Kathy opened the cargo compartment and found the plastic case of SD cards. She put them into the blood-soaked backpack, after verifying the pocket she’d chosen was still intact. She noted that all but one of her bottles of water were empty, shot through. “I lost most of my water.”
“Got that covered. You done?”
“You want this?” she asked, and pointed to the trailer.
“What is it?”
“A gun of some kind.”
He swept around quickly and let his gun hang on its sling before moving to the trailer. He glanced at the box and did a double take. “No fucking way,” he said, and dropped to one knee. A tiny flashlight appeared in his hand. She was about to warn him against using it, when the light came on red, not white. This guy had his shit together. “An M240?!” he said incredulously. “How in the hell?”
“A helicopter crashed,” she explained. “A soldier told me to take it.”
“Crashed? Where? Can we help them?” he asked, quickly.

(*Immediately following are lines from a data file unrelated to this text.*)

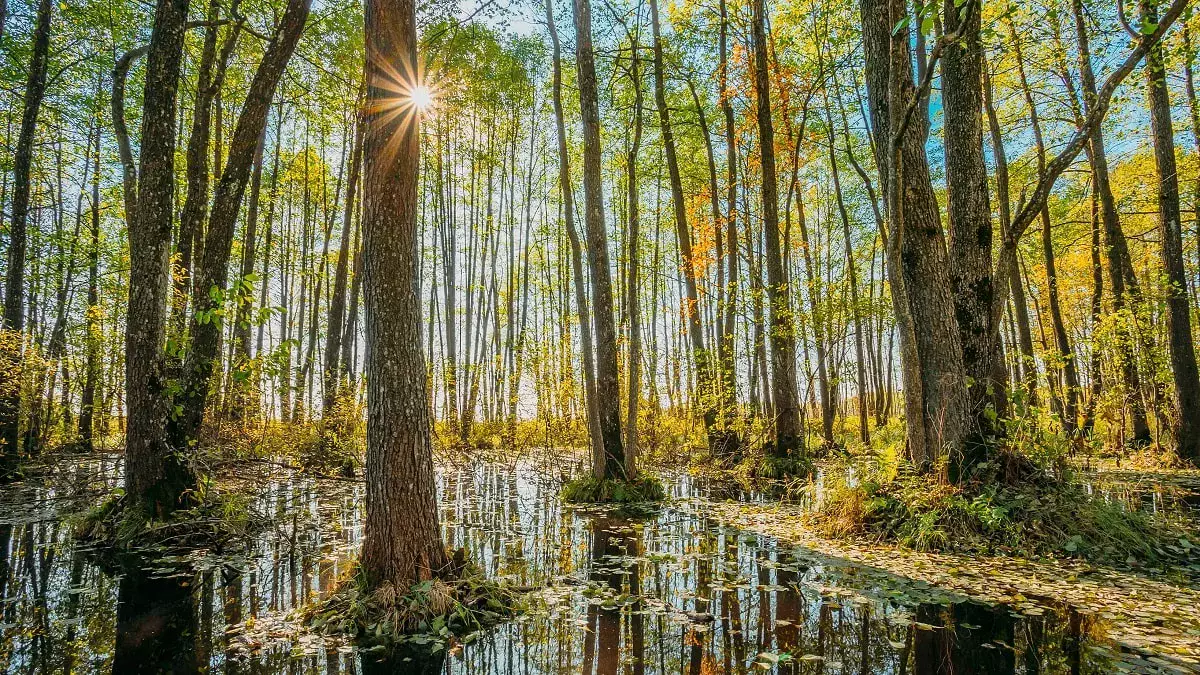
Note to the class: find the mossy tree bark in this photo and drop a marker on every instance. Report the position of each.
(12, 346)
(789, 437)
(402, 542)
(155, 477)
(606, 382)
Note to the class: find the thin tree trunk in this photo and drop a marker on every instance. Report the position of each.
(1179, 321)
(12, 346)
(213, 272)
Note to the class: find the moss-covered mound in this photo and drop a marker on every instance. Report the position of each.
(591, 489)
(1035, 515)
(426, 616)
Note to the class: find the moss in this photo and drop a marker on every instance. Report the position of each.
(220, 520)
(777, 467)
(589, 489)
(425, 617)
(1030, 517)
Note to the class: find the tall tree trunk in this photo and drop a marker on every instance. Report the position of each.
(91, 320)
(726, 334)
(156, 478)
(936, 411)
(971, 231)
(789, 438)
(334, 368)
(1062, 341)
(12, 345)
(1179, 321)
(196, 202)
(705, 394)
(607, 389)
(856, 309)
(1121, 275)
(1017, 287)
(213, 272)
(402, 543)
(240, 364)
(633, 261)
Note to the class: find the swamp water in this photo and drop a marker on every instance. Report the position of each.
(663, 592)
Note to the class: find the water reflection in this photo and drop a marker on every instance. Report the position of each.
(157, 625)
(663, 593)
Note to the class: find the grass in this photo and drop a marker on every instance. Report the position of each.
(589, 489)
(216, 519)
(1044, 515)
(427, 616)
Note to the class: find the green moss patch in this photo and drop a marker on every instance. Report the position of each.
(589, 489)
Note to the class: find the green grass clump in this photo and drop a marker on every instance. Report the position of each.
(425, 617)
(777, 467)
(215, 519)
(591, 489)
(1047, 517)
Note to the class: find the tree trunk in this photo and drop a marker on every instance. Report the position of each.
(402, 544)
(213, 272)
(1029, 366)
(789, 438)
(1179, 321)
(334, 369)
(155, 477)
(1120, 267)
(607, 389)
(936, 411)
(971, 231)
(705, 394)
(12, 345)
(1062, 341)
(633, 262)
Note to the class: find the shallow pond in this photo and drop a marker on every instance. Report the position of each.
(661, 592)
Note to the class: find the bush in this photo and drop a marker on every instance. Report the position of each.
(1051, 517)
(589, 489)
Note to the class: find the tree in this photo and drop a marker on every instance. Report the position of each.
(156, 478)
(789, 437)
(607, 389)
(402, 542)
(13, 324)
(1179, 315)
(213, 272)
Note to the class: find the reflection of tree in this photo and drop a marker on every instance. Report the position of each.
(613, 544)
(156, 625)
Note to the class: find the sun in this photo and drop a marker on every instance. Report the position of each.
(421, 97)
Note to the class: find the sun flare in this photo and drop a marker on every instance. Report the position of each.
(421, 97)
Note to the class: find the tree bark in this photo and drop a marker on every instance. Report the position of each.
(607, 389)
(971, 230)
(936, 410)
(1179, 321)
(213, 272)
(155, 477)
(402, 544)
(789, 437)
(12, 347)
(705, 395)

“There were no survivors.”
Cobb nodded solemnly and looked at the gun and the other boxes. Clearly, he was conflicted. Then he decided. “Here,” he said, unslinging his gun and looping the sling over her head.
“Whoa, whoa,” she complained as it settled on her shoulders. Unconsciously she took the thing in her hands. It was hot and heavy. It felt like death.
“No choice,” he said. Then he reached around her and deftly dropped the magazine. He pulled a fresh magazine out of his vest, which was full of them. This one looked bigger than the others. “My only twenty-five round mag,” he said and slammed it into the gun. He gently took her thumb and moved it to a lever. “Flip that down, pull the trigger. It’s that easy. Look through the sight.” She hefted the gun, grunting a little. The tiny TV screen showed a square wire box with a little white cross hair in the center and a line going up and down from the crosshair. There were tiny cross lines with numbers next to the line. “Center it on their chests and pull the trigger.”